I mean, you know, “Cobra Kai,” a whole bunch of other areas, I mean, you’re seeing people really reinvest in terms of new original programming. And there’s only so much you can get out of some of the older programming, as Disney is going to find out. It’s can we not only keep our subscribers here, but it is an and strategy. You’re going to have Netflix. You’re going to have Amazon. And then going to have something else, whether it be Disney, whether it be discovery, whether it be, you know, Peacock, where it’s going to be something more niche. But we know that you can only handle somewhere between three or four total content providers and subscription services at the same time before people lose interest. There’s just so much time that you have.

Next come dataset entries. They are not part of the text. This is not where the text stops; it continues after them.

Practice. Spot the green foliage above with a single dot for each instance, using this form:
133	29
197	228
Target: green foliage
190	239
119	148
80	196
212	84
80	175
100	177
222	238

And you just said before people lose interest. Let me talk about subscription price creep. Because as the price of these services starts to creep up, look, when you have blockbusters like Netflix, I don’t imagine they worry too much about it. But is it a threat in the future?

R “RAY” WANG: It’s not a threat. We’re going to see that subscription prices are going to go up a little bit over time as more content is out there. You know, Netflix has gone through two or three price increases with very little customer resistance. And if you think about from a streaming service perspective versus cable versus what else you might be paying for, most people feel that it’s worth it to keep one major streaming service.

The question is when you’re number two or number three, can you capture the attention? You might keep me for buy one month, you know, get one month free. You might get me interested in getting free for the first set of content up until like 60 days. You might have a partnership with like a telco provider or cable provider to actually push that subscription service. All those gimmicks come into play to acquiring customers, but if you don’t have content, you will not retain customers. And if you don’t have content, you can’t justify a price increase.

Ray, who would you say is the biggest threat to Netflix at this point? We’ve named a bunch of their competitors. But just overall speaking, I guess, who do you think Netflix needs to be the most worried about?

R “RAY” WANG: Short term, Disney Plus. Long term, Amazon, because Amazon has the massive reach and network, but Amazon’s Prime membership is still smaller than Netflix’s total membership. So that’s why those two are the ones I would watch.

I’m just sitting here thinking how much I’ve enjoyed “Bridgerton.” And I’m so proud of the fact that I guessed who Mrs. Whistledown was in the first episode, thank you very much. R “Ray” Wang, thank you so much, Constellation Research principal analyst and founder. All the best to you. And no, I’m not going to do any spoilers.